Se l’esperienza europea di Podemos è una risposta alla sconfitta di Syriza, il suo “populismo di sinistra” scoraggia anche i più ben intenzionati, perché non tiene conto né della natura dell’iniziativa capitalista, né della composizione di classe. Alle teorie neo “peroniste” di Laclau, s’è convertita anche Judith Butler, a testimonianza della debolezza del femminismo quando esce dal suo specifico ed è costretto ad affrontare la “lotta di classe” più in generale (vedi anche le banalità raccontate da Donna Haraway e Rosi Braidotti sulla congiuntura trumpista).
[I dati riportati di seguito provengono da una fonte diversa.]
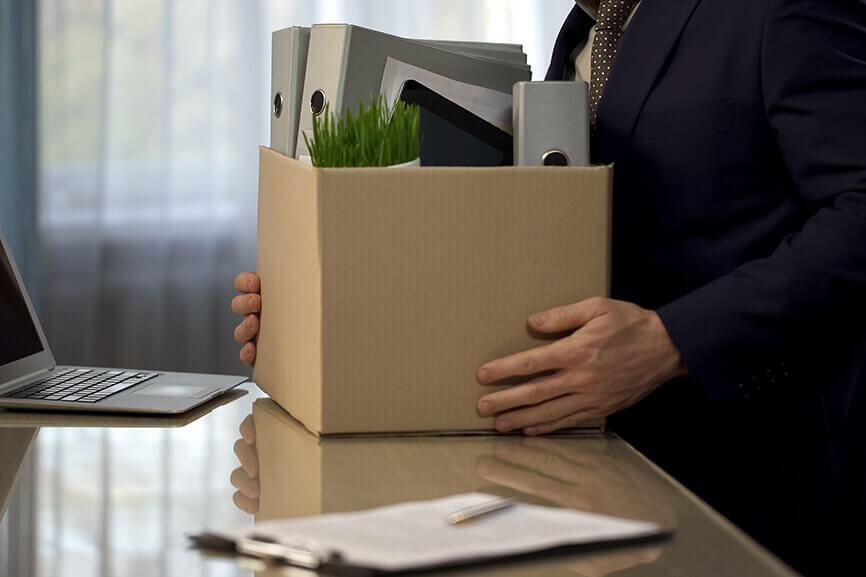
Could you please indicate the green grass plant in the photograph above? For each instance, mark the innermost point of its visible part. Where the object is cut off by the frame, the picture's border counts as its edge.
(374, 135)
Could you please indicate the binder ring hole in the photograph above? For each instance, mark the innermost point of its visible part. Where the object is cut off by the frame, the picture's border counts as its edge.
(555, 158)
(278, 105)
(318, 101)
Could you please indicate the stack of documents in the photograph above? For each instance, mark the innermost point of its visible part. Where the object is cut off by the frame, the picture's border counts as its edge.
(338, 66)
(419, 535)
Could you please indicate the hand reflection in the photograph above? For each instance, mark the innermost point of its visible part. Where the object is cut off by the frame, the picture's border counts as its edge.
(579, 474)
(246, 477)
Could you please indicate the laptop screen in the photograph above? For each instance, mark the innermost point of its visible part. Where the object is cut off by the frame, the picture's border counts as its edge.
(18, 335)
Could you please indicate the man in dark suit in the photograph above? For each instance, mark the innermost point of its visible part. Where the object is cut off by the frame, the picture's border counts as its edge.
(738, 130)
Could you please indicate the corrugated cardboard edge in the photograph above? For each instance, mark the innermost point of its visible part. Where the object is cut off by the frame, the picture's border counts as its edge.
(590, 429)
(288, 197)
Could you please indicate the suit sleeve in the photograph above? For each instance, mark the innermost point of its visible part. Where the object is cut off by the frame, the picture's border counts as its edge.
(813, 66)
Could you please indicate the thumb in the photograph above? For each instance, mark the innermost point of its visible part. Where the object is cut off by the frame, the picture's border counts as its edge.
(568, 317)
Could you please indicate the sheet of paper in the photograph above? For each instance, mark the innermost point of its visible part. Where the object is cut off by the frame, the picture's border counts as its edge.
(417, 535)
(493, 106)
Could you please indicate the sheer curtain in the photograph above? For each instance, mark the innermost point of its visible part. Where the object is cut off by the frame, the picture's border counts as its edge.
(150, 118)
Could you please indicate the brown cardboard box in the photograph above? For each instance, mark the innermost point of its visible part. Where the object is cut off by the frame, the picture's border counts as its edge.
(384, 290)
(300, 474)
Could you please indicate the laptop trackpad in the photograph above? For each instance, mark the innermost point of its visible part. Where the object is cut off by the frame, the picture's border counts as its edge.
(169, 390)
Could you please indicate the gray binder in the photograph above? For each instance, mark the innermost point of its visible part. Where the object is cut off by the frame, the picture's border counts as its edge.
(345, 66)
(289, 48)
(551, 123)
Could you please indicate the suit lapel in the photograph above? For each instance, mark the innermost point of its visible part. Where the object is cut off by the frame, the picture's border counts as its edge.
(646, 46)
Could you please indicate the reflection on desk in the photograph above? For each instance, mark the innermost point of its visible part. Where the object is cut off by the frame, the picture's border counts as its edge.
(286, 472)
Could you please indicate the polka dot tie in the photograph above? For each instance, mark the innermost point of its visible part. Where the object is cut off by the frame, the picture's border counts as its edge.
(612, 16)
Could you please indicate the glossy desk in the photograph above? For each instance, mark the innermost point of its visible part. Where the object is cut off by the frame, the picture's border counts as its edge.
(118, 499)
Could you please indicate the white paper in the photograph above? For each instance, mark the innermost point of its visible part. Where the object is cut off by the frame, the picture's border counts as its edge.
(417, 535)
(491, 105)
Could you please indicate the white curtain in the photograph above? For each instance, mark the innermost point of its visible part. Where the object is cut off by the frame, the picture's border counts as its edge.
(150, 117)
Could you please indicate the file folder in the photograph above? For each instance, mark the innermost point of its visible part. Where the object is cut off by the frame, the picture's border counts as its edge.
(345, 66)
(289, 48)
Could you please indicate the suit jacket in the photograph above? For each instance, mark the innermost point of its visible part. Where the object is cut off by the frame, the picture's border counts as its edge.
(738, 133)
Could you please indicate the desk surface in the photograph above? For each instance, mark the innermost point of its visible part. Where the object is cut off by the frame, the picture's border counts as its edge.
(83, 501)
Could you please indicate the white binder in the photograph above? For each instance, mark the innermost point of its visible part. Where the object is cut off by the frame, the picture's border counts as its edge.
(289, 48)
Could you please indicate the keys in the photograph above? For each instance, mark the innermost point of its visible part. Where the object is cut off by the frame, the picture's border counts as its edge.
(82, 385)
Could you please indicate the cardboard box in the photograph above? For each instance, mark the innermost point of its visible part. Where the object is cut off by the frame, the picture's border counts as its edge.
(300, 474)
(384, 290)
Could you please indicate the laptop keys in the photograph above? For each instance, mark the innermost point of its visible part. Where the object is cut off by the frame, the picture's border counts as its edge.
(82, 385)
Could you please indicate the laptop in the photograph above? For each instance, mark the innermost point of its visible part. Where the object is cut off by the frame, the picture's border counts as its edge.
(30, 379)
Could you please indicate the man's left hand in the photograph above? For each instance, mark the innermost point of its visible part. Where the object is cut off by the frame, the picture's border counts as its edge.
(618, 355)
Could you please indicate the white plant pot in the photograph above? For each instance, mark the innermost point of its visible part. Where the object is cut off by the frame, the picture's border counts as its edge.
(410, 164)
La forte mobilizzazione contro la loi travail non esce dai limiti qui velocemente tracciati. Ma nessuna disperazione. Anche il movimento operaio è dovuto passare per una lunga serie di sperimentazioni, di sconfitte e di vittorie parziali, prima di trovare, all’interno delle guerre civili, i metodi e le organizzazioni per resistere e attaccare. È possibile pensare e praticare un nuovo concetto di rottura e di rivoluzione senza i tempi, i metodi e le modalità di organizzazione della “classe” operaia ? È realistica la costruzione di una macchina da guerra riformulata dalle “molteplicità” dei conflitti di classe, di sesso e di razza che abbia la capacità di confrontarsi con le nuove dinamiche neo-fasciste del potere e delle guerre? Fuori da qui, non vedo molte altre strade.
NOTE
[1] Che cosa resta del primo operaismo, di cui Operai e capitale è solo un’espressione? Alcune cose le ho dette nell’introduzione dell’incontro di Nanterre: resta il punto di vista parziale da cui guardare il tutto, resta la concezione conflittuale del rapporto sociale, resta la soggettività delle lotte che impone all’avversario il terreno dell’iniziativa. Ma resta, per me, soprattutto la lettura politica della lotta di classe, l’antieconomicismo, l’antisociologismo, l’antideologismo. È quanto mi porta oggi a sostenere questa idea da pensiero estremo: che per abbattere la minaccia della centralità operaia il capitalismo ha dovuto abbattere la centralità dell’industria, con la conseguenza di questa nuova forma di ordine capitalistico basato sul disordine finanziario, dove non è più la crisi periodica che interrompe lo sviluppo permanente ma, al contrario, lo sviluppo periodico che interrompe la crisi permanente. Quando dico questo, vedo gli occhi sgranati degli economisti, neoliberisti, postkeynesiani o pseudomarxisti, che siano. È vera questa tesi? Non è vera? Non mi interessa. Non cerco la verità storica, oggettiva, buona per tutti gli intellettuali disorganici. Cerco un’idea-forza, politica, che mi serva per costruire un fronte di conflitto che vada alla radice delle divisioni sociali attuali.